After that, I was intending to go next door to 90 Degrees at Carlton but the snobbish bouncers refused me entry for the heinous crime of wearing trainers. I’ll give it another try at a time less likely to be subject to antiquated dress codes but if there is still no luck then the venue will be marked as ‘Access failed”. I am not changing what I wear just so I can get admitted to some pretentious yah yah bar!
Sunday 5 May 2013
The regular trip East on Sunday afternoon this week aimed to deal with some of the Eastern outlying pubs. Fortunately, all four were proper pubs and not pretentious wine bars. First up was the Hare and Hounds, Harefield. This pub, built in the 1950s or 60s at the same time as the surrounding estate, is a vital community asset (particularly now the next nearest pub, the Exford Arms has been destroyed in its entirety by the council). When I visited on a rare sunny Bank Holiday Sunday, preparations were underway for a barbecue.
The pub has an outside patio at the front and two bars inside – a public bar and lounge bar. The latter was empty but the public bar was busier and features pool, darts, Sky Sports , a jukebox and hosts regular live music. It also benefits from free parking outside and there is a bus stop adjacent to the pub offering buses every 15 minutes during the week and every 30 minutes on Sundays.
Next up was The Bittern, named after the wading bird and not the nearby suburb of Bitterne. This huge Art Deco pub is sadly threatened, with rumours about both McDonalds and Tesco eying it up. The locals have started a campaign to save it, with its own Facebook page and T-shirts made.
The largest part of the pub is the L-shaped public bar, with there being a smaller but comfortably-furnished lounge bar adjacent to it. The 1930s Crittall windows are something of an endangered species nowadays and there are also some fine cast iron radiators. From the outside, the pub bears a low profile; it is only single-storey apart from an area in the middle, which is probably the landlord’s accommodation. At the back is a large beer garden and covered smoking area.

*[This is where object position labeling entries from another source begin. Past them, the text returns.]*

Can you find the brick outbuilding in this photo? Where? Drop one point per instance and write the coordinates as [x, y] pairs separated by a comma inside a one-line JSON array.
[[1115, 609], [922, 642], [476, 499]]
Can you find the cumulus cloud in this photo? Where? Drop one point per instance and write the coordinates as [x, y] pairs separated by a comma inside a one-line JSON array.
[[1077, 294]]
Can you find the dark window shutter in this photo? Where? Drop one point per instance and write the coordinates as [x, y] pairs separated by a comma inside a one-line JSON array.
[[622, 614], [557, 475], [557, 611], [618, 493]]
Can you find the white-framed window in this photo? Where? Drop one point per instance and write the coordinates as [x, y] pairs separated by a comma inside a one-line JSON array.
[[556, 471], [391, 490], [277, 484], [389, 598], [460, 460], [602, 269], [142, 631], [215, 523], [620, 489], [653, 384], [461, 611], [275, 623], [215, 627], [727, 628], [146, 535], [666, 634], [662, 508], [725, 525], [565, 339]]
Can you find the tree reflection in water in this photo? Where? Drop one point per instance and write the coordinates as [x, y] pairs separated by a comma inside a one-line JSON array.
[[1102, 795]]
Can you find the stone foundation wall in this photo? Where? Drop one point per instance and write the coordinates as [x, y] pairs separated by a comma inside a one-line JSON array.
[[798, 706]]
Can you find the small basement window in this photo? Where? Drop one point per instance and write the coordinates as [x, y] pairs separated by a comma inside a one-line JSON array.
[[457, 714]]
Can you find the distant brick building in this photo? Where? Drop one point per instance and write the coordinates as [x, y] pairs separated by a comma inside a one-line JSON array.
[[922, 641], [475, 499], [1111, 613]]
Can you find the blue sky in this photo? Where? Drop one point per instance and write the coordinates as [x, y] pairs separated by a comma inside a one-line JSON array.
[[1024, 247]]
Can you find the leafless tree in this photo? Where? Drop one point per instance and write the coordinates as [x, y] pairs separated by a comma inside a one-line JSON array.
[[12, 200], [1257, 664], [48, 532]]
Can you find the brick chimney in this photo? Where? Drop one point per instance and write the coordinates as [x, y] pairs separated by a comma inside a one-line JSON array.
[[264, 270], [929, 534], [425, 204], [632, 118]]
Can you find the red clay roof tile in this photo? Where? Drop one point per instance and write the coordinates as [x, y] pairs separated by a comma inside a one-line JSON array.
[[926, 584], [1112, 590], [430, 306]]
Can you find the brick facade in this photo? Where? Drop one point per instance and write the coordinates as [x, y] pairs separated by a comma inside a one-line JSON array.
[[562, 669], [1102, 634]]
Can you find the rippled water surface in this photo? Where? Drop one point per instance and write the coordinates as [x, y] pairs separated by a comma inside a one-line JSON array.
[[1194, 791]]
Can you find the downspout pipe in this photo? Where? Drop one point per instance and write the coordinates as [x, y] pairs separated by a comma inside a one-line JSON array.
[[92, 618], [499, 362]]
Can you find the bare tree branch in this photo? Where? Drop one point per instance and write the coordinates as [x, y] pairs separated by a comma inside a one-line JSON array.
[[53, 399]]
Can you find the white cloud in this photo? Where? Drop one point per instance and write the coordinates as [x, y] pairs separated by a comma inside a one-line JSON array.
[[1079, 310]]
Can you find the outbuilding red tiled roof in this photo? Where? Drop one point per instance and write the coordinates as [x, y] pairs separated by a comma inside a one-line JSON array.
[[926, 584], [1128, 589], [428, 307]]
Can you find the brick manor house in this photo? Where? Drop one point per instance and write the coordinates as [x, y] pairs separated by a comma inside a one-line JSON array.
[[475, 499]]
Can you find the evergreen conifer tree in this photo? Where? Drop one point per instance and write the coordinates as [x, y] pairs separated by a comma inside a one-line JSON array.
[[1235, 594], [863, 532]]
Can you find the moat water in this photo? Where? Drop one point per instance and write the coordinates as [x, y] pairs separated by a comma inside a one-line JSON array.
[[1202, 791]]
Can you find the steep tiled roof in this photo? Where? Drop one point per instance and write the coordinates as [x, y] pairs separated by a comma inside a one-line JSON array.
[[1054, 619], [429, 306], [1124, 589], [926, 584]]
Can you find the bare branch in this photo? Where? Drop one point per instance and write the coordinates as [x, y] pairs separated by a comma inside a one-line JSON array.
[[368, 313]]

The pub has a monthly karaoke, bingo and bikers’ nights, and miscellaneous events; many photos of which are displayed on one of the walls.

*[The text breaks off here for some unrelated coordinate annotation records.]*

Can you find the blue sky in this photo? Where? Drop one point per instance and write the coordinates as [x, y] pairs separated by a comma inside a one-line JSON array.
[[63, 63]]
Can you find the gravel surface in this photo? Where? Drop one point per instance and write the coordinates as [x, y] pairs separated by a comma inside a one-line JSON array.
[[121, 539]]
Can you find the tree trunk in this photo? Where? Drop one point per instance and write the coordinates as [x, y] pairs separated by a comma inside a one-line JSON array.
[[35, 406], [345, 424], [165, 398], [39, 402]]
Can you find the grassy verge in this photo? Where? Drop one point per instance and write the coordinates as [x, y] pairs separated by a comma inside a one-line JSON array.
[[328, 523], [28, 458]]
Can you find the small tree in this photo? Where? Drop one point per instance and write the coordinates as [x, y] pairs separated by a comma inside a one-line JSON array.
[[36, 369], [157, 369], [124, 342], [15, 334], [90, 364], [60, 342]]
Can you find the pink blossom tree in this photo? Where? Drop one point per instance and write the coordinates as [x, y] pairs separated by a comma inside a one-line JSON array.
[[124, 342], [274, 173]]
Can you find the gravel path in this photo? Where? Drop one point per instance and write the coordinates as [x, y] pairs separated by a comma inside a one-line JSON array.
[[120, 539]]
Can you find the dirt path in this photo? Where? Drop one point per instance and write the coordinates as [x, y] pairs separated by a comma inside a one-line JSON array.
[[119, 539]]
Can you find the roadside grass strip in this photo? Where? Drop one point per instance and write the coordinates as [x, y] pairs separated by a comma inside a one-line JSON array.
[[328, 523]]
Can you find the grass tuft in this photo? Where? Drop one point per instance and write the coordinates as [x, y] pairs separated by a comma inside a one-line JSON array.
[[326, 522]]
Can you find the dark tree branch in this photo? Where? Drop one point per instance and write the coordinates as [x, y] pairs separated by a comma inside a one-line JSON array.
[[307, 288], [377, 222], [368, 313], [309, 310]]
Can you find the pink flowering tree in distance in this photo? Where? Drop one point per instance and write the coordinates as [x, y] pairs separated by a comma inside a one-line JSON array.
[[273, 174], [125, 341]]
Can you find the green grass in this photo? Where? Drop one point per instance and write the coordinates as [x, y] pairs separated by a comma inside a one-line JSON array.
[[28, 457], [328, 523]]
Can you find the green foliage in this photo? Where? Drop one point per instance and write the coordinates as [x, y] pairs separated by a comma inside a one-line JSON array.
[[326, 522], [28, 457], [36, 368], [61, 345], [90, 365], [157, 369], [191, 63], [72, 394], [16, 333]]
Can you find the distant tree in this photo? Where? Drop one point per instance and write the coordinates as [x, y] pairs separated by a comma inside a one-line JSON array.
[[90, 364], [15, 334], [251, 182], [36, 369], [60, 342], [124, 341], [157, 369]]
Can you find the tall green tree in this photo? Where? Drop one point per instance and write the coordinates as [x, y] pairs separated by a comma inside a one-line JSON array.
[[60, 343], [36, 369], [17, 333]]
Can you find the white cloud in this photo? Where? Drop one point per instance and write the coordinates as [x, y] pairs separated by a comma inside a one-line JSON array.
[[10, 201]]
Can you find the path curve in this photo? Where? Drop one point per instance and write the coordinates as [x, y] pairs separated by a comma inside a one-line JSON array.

Another short walk brought me to The Hinkler. The immediate surroundings are very different to my last visit, as the tired 1960s shopping precinct that was previously there has been demolished and replaced with some new flats and shops, although being a Sunday, these were all closed. The Hinkler itself was saved though; and it has won an award from its owner, Marston’s, for the ‘Best Community Pub of the Year’. As such, it has Marston’s Pedigree served from a handpump.
The interior is quite large and furnished in a contemporary style, featuring lots of Saints pictures and Elvis memorabilia, and there is a lounge bar that is even more contemporary, and very attractive. This can be closed off as a separate function room or opened out into a part of the main bar area. There is a small garden/smoking patio at the rear, which has barbecues sometimes. Hungry visitors can also order an all-day breakfast.
The Hinkler regularly hosts live music and also has quiz nights, Sky Sports, a jukebox and pool table.
The Miller’s Pond was the last pub on the list for that day and this is always an odd one. From outside, it appears that all the windows have been boarded up and there is no door; however, a closer look reveals a staircase that goes down into the garden (the pub is located on quite a steep slope). The actual bar area is in the basement, and although it has a fairly low ceiling, it’s actually quite large. Owned by Wadworth, this pub unsurprisingly sells a selection of Wadworth ales, including Henry’s and 6X.
There is occasional live music, a pool table, Sky Sports and quiz nights. The garden is very large and sloping and there is an adjacent car park. The number 3 bus also goes right past and it is a stone’s throw from Sholing railways station. This pub always seems like it’s out in the middle of nowhere whereas it’s actually in a city!